Last June, Nino Niederreiter was watching the NHL draft because he had a pretty good idea that fellow Switzerland native Mirco Mueller would be taken in the first round, no later than the No. 18 pick held by the San Jose Sharks. He was right about that.
What he didn’t expect was to hear his own name again at a draft, for the second time in four years. In 2010, he was the No. 5 overall pick, selected by the New York Islanders right after the Columbus Blue Jackets grabbed Ryan Johansen.
This time around, it was news that his Islanders career, as it were, was over.
“I was sitting at home on the couch,” Niederreiter said. “All of a sudden I heard my name getting traded. I was like, ‘Wow.’ I saw it on TV and then one phone call after another came.”

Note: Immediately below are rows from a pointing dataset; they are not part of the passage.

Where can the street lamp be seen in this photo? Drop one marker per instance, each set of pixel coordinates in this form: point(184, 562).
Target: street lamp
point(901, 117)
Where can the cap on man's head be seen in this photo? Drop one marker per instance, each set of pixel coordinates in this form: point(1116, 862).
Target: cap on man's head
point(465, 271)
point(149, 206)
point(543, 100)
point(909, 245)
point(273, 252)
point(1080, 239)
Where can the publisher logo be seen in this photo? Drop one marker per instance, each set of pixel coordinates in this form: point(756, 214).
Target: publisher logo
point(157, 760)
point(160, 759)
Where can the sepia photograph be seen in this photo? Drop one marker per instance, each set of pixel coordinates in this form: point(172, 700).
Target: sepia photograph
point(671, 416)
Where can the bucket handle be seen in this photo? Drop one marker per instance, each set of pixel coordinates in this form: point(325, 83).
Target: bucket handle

After his camp publicly feuded with Islanders general manager Garth Snow about his lack of NHL playing time, things soured and he became available. He didn’t know much about the Minnesota Wild, other than that they had been interested in him for a while.
“The day I got drafted, I knew I wouldn’t get later than Minnesota,” he said. “I knew they really wanted me."
Instead he went No. 5, and the Wild grabbed Mikael Granlund at No. 9 to boost the skill level of their organization.
Now, they’ve got them both.
What started off as an effort to cut salary -- which the Wild had to do a lot of last summer -- ended up with Minnesota injecting another young player into its interesting mix of veterans and youth. Most importantly, in acquiring Niederreiter at a discount for Cal Clutterbuck and a third-round pick, they did it during a time in which the salary cap dropped, adding Niederreiter to the list of guys playing on their entry-level contracts this season, which also included Charlie Coyle and Granlund.
When he arrived, his new teammates immediately saw the skill set that made him such a high draft pick.
“The first thing you obviously notice is the shot. If he ever misses the net, you hear the way it hits the glass. There aren't many slapshots that make that type of noise, and that’s his wrist shot,” teammate Kyle Brodziak said when we chatted in Chicago. “He’s a big kid. He moves well, he uses his body, and he has a lot of attributes to him."
And now, after dealing with the disappointment of not being a part of the Islanders' return to the playoffs, he had a clean slate. That’s how coach Mike Yeo presented the new situation to him. He had an opportunity to make the team, but no guarantees. It also came without the the high expectations that often burden young players drafted as high as he was.
“It didn't take long for me to get a chance to start working with him and see he was hungry to learn,” Yeo said. “Once we saw that, we knew we could definitely work with this kid.”
In 81 games this season, bouncing around from line to line and among forward positions because of his versatility, he scored 14 goals after having just two in 64 games with the Islanders. The biggest payoff came in the first round of the playoffs, when Niederreiter scored two goals, including the overtime game winner, to lift the Wild past the Colorado Avalanche.
With the Chicago Blackhawks' stars doing a good job wiping out contributions from the Wild’s top players, it may take another big performance by Niederreiter or some of Minnesota’s youth to get back in the series.